Tuesday, September 30, 2014

Out of the classroom today: Dan Meyer

I got to see the great Dan Meyer present today!  He began with his pennies pyramid video and then we spent time talking about how many pennies were in that pyramid and how could we figure it out.  It was totally engaging and I enjoyed getting to show someone at my table how to put a list of numbers into the graphing calculator to get to the answer quickly.  Dan had me beat though.  He showed us a cool summation calculator online that made easier work of it.  I love getting new websites!  I could definitely see how this approach to teaching students about summation and sigma notation could really "suck them in".  A roomful of educators was totally enthralled (and no, they were not all math teachers)!

Later in the day, we looked at textbook problems and talked about how we could take information away and have the students create questions like "what is this picture about?" if we were to strip away everything except the labels on the bottom of the graph (even the graph grid taken away).  I can tell you as a participant, even I (a math teacher, gasp) am less interested in the problem until you take all that "fluff" away and let me develop the questions.  It became interesting then.

One of Dan's strategies when developing questions that he referred to several times is "creating a headache" that some math information will be the aspirin for.  I like that analogy because it's true, in mathematics, we often try to hand out aspirin when there is no headache yet.  As teachers, we need to create a headache situation for which the math is the aspirin.  Dan fostered a "fight/argument" among us for which we WANTED to be able to use math to justify/support our own opinion/position.  I have to say, it makes it SO MUCH MORE MEANINGFUL for students (and adults alike).

Since I have poked around on the internet looking at "good stuff", I already knew about his lengthy list of 3 Act lessons.  But if you are not familiar with them, enjoy this site.  There are enough to last an entire school year!!

After all that mental stimulation, I had barely enough active cells left to listen to Dr. Sherry Parrish's talk, on Global Math Dept site,  about number talks.  I totally HAVE to do this with my students.  It is a GREAT way to see what strategies they are using and have them share.  It was fascinating watching the video clip she provided and listening to the students explanations of how they multiplied 16 by 35.  I was amazed at all the different ways!  I always get excited when students show me a "different way"!  I highly recommend Global Math Dept presentations every Tuesday at 6 p.m. Pacific Time.

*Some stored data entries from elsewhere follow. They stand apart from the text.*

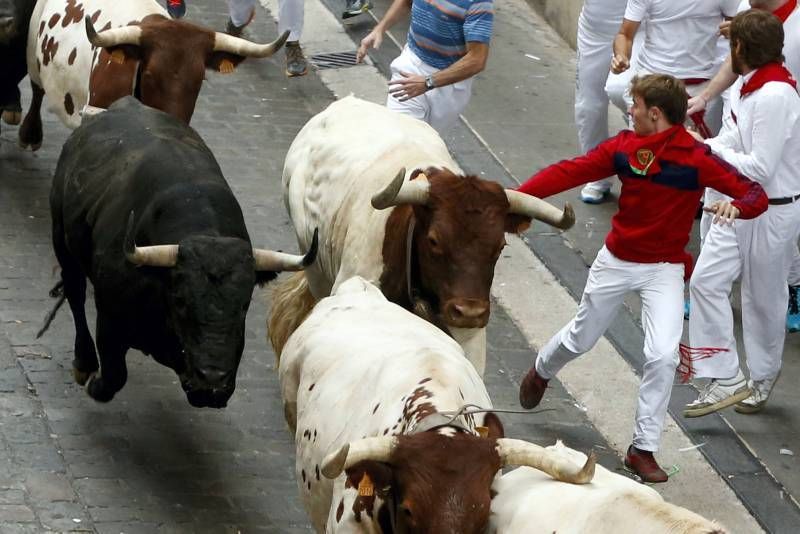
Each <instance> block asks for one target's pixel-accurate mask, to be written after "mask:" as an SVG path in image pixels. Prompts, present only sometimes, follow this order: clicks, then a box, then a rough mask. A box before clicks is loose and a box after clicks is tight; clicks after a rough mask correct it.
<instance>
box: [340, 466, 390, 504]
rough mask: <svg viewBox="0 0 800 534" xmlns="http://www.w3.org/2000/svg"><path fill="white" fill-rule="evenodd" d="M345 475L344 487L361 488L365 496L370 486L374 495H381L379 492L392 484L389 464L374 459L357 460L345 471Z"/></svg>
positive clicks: (368, 489)
mask: <svg viewBox="0 0 800 534" xmlns="http://www.w3.org/2000/svg"><path fill="white" fill-rule="evenodd" d="M345 476H347V481H346V482H345V488H355V489H356V490H358V489H359V488H361V493H363V494H364V495H365V496H366V494H367V493H369V491H370V487H371V488H372V491H373V493H374V494H375V495H378V496H379V497H383V496H382V495H380V493H382V492H383V491H384V490H385V489H386V488H389V487H390V486H391V485H392V468H391V466H389V464H385V463H383V462H376V461H374V460H364V461H363V462H358V463H357V464H355V465H354V466H352V467H350V468H349V469H347V470H346V471H345ZM365 477H366V478H365Z"/></svg>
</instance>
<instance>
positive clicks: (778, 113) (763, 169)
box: [706, 72, 800, 198]
mask: <svg viewBox="0 0 800 534" xmlns="http://www.w3.org/2000/svg"><path fill="white" fill-rule="evenodd" d="M753 74H754V72H751V73H748V74H747V75H746V76H740V77H739V79H738V80H737V81H736V83H735V84H734V85H733V87H731V110H732V112H733V114H734V115H735V116H736V121H735V122H734V121H729V122H727V123H726V125H725V126H724V127H723V129H722V131H721V132H720V134H719V135H718V136H716V137H714V138H712V139H707V140H706V143H707V144H708V145H709V146H710V147H711V150H712V151H713V152H714V153H715V154H717V155H718V156H720V157H721V158H722V159H724V160H725V161H727V162H728V163H730V164H731V165H733V166H734V167H736V169H737V170H738V171H739V172H741V173H742V174H744V175H745V176H747V177H749V178H751V179H753V180H755V181H756V182H758V183H760V184H761V186H762V187H763V188H764V191H765V192H766V193H767V196H768V197H769V198H782V197H789V196H794V195H796V194H798V193H800V120H799V119H800V96H799V95H798V93H797V91H796V90H795V89H794V88H793V87H792V86H791V85H789V84H787V83H783V82H768V83H766V84H764V85H763V86H762V87H761V88H760V89H758V90H757V91H755V92H753V93H750V94H748V95H746V96H745V97H744V98H741V96H740V95H741V89H742V85H743V83H745V82H747V80H749V79H750V77H751V76H752V75H753Z"/></svg>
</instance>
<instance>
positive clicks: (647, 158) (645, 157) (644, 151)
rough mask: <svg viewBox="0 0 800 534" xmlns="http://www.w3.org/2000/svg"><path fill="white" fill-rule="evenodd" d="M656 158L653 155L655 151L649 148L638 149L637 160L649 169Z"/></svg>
mask: <svg viewBox="0 0 800 534" xmlns="http://www.w3.org/2000/svg"><path fill="white" fill-rule="evenodd" d="M654 159H655V155H653V151H652V150H650V149H649V148H640V149H639V150H637V151H636V161H638V162H639V165H641V166H642V167H644V168H645V169H647V168H648V167H650V164H651V163H653V160H654Z"/></svg>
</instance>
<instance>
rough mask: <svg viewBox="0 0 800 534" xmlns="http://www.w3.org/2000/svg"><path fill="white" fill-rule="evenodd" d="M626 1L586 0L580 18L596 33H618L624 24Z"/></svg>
mask: <svg viewBox="0 0 800 534" xmlns="http://www.w3.org/2000/svg"><path fill="white" fill-rule="evenodd" d="M626 3H627V0H584V2H583V7H582V8H581V15H580V19H579V20H580V22H581V23H583V24H585V25H586V27H587V28H589V29H590V30H592V31H594V32H596V33H601V32H602V33H609V32H613V33H614V34H616V33H617V31H619V27H620V25H622V17H623V15H624V14H625V4H626ZM610 44H611V43H609V45H610Z"/></svg>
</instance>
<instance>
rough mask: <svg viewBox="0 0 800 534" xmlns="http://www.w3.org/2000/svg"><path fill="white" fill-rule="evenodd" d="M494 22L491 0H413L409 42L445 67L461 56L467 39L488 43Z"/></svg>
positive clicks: (409, 29) (411, 13) (417, 49)
mask: <svg viewBox="0 0 800 534" xmlns="http://www.w3.org/2000/svg"><path fill="white" fill-rule="evenodd" d="M493 23H494V3H493V0H413V4H412V5H411V27H410V28H409V30H408V46H409V48H411V50H412V51H413V52H414V53H415V54H416V55H417V56H418V57H419V58H420V59H421V60H422V61H424V62H425V63H427V64H428V65H430V66H432V67H436V68H437V69H444V68H447V67H449V66H450V65H452V64H453V63H455V62H456V61H458V60H459V59H461V58H462V57H464V55H465V54H466V53H467V43H468V42H479V43H488V42H489V40H490V39H491V37H492V25H493Z"/></svg>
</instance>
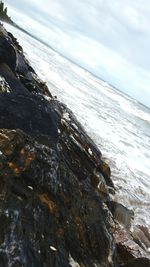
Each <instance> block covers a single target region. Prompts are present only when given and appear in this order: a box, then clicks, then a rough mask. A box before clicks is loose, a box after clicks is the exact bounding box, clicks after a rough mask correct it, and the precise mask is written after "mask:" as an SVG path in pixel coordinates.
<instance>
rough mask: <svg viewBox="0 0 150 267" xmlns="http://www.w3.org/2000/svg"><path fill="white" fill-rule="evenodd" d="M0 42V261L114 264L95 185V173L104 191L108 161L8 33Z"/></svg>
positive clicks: (49, 263)
mask: <svg viewBox="0 0 150 267" xmlns="http://www.w3.org/2000/svg"><path fill="white" fill-rule="evenodd" d="M7 40H8V44H7V45H6V46H4V45H3V42H7ZM0 47H1V51H2V52H1V54H0V75H1V76H2V77H3V79H2V82H1V90H0V218H1V224H0V266H2V267H5V266H13V267H18V266H20V267H21V266H24V267H28V266H33V267H51V266H52V267H58V266H59V267H60V266H61V267H63V266H64V267H67V266H68V267H69V266H81V267H92V266H93V267H94V266H98V267H101V266H103V267H110V266H117V265H116V261H115V244H114V241H113V237H112V229H113V223H112V218H111V214H110V212H109V210H108V208H107V206H106V205H104V201H103V198H102V197H101V196H100V194H99V192H98V190H97V186H95V187H94V186H93V184H92V179H93V176H94V175H95V173H99V174H100V177H101V179H102V180H103V184H105V186H104V188H105V190H106V191H107V184H111V185H112V181H111V178H110V169H109V167H108V165H105V163H104V162H103V161H102V159H101V153H100V151H99V150H98V149H97V147H96V145H95V144H94V143H93V141H92V140H91V139H90V138H89V137H88V136H87V134H86V133H85V131H84V129H83V127H82V126H81V125H80V123H79V122H78V121H77V119H76V118H75V116H74V115H73V113H72V112H71V111H70V110H69V109H68V108H67V107H66V106H65V105H63V104H62V103H60V102H59V101H57V100H56V99H55V98H53V97H52V95H51V94H50V93H49V91H48V88H47V86H46V85H45V84H44V83H43V82H42V81H41V80H40V79H39V78H38V77H37V75H36V73H35V72H34V70H33V69H32V67H31V66H30V65H29V63H28V61H27V60H26V59H25V57H24V54H23V50H22V49H21V47H20V46H19V45H18V43H17V41H16V39H15V38H14V37H13V36H12V35H11V34H10V33H9V35H8V34H7V33H5V32H4V31H3V33H2V34H1V39H0ZM5 47H6V50H5ZM102 177H103V178H102ZM108 198H109V195H108V194H107V199H108Z"/></svg>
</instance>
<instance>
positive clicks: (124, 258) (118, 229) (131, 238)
mask: <svg viewBox="0 0 150 267" xmlns="http://www.w3.org/2000/svg"><path fill="white" fill-rule="evenodd" d="M114 238H115V243H116V247H117V258H118V262H119V264H120V266H121V267H130V266H131V267H132V266H137V267H138V266H141V267H143V266H146V267H148V266H150V254H149V253H148V252H147V251H145V250H144V249H143V248H142V247H141V246H140V245H139V244H137V243H136V242H135V241H134V239H133V237H132V235H131V233H130V232H128V231H127V229H125V228H124V227H122V226H119V225H118V226H117V227H116V230H115V232H114ZM136 264H137V265H136ZM145 264H147V265H145Z"/></svg>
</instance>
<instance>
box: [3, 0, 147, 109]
mask: <svg viewBox="0 0 150 267" xmlns="http://www.w3.org/2000/svg"><path fill="white" fill-rule="evenodd" d="M4 2H5V3H6V5H7V6H8V12H9V14H10V15H11V17H12V18H13V20H14V21H15V22H16V23H18V24H19V25H20V26H22V27H23V28H25V29H26V30H28V31H30V32H31V33H33V34H35V35H36V36H37V37H39V38H41V39H42V40H43V41H45V42H47V43H48V44H49V45H51V46H52V47H53V48H54V49H56V50H57V51H59V52H61V53H62V54H64V55H65V56H67V57H69V58H71V59H72V60H73V61H75V62H76V63H78V64H79V65H81V66H83V67H84V68H86V69H87V70H89V71H91V72H92V73H94V74H95V75H97V76H99V77H100V78H102V79H104V80H105V81H106V82H108V83H110V84H112V85H113V86H115V87H116V88H118V89H119V90H121V91H123V92H125V93H127V94H129V95H130V96H132V97H133V98H135V99H137V100H139V101H140V102H141V103H143V104H145V105H147V106H149V107H150V53H149V47H150V1H148V0H132V1H131V0H113V1H110V0H22V1H21V0H4Z"/></svg>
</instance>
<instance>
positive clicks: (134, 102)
mask: <svg viewBox="0 0 150 267" xmlns="http://www.w3.org/2000/svg"><path fill="white" fill-rule="evenodd" d="M5 27H6V28H7V30H8V31H11V32H12V33H13V34H14V36H15V37H17V39H18V41H19V43H20V44H21V45H22V47H23V49H24V52H25V54H26V57H27V58H28V59H29V61H30V63H31V65H32V67H33V68H34V69H35V71H36V73H37V74H38V75H39V77H40V78H41V79H43V80H44V81H45V82H46V83H47V85H48V87H49V90H50V92H51V93H52V94H53V95H56V96H57V98H58V100H60V101H62V102H63V103H65V104H66V105H67V106H68V107H69V108H70V109H71V110H72V111H73V112H74V114H75V115H76V117H77V118H78V120H79V121H80V122H81V123H82V125H83V126H84V128H85V130H86V132H87V133H88V135H89V136H90V137H91V138H92V139H93V140H94V141H95V143H96V144H97V146H98V148H99V149H100V150H101V152H102V154H103V158H104V159H105V160H106V161H107V162H108V164H109V165H110V167H111V173H112V180H113V182H114V185H115V188H116V196H115V200H116V201H118V202H120V203H122V204H123V205H125V206H126V207H128V208H129V209H132V210H133V211H134V220H133V225H145V226H147V227H148V228H149V229H150V216H149V212H150V109H149V108H147V107H145V106H143V105H142V104H140V103H138V102H137V101H136V100H134V99H132V98H130V97H129V96H127V95H125V94H123V93H122V92H120V91H118V90H116V89H115V88H113V87H112V86H111V85H109V84H108V83H107V82H105V81H103V80H101V79H99V78H98V77H95V76H94V75H92V74H91V73H89V72H88V71H86V70H85V69H83V68H81V67H80V66H78V65H76V64H74V63H72V62H71V61H69V60H68V59H66V58H65V57H63V56H62V55H60V54H59V53H57V52H56V51H54V50H53V49H51V48H50V47H48V46H45V45H44V44H42V43H40V42H39V41H37V40H35V39H33V38H32V37H30V36H28V35H27V34H25V33H23V32H21V31H19V30H18V29H16V28H13V27H12V26H10V25H7V24H5Z"/></svg>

Back to my students tomorrow!!  Hope I'm feeling energized!! It's the day before the test and they will be stressing out (like always), and two days before the Homecoming Rally (yikes! this makes them crazy!).

P.S. I've been looking at some of the "make-up test" videos that I let my Calculus students create.  I will have to create another post to talk about them!  Stay tuned.....


  1. So mad at you for not introducing yourself as THE Paula Torres. Thanks for hanging out and participating today.

    1. LOL!! I try to keep a low profile! Thanks for a great day!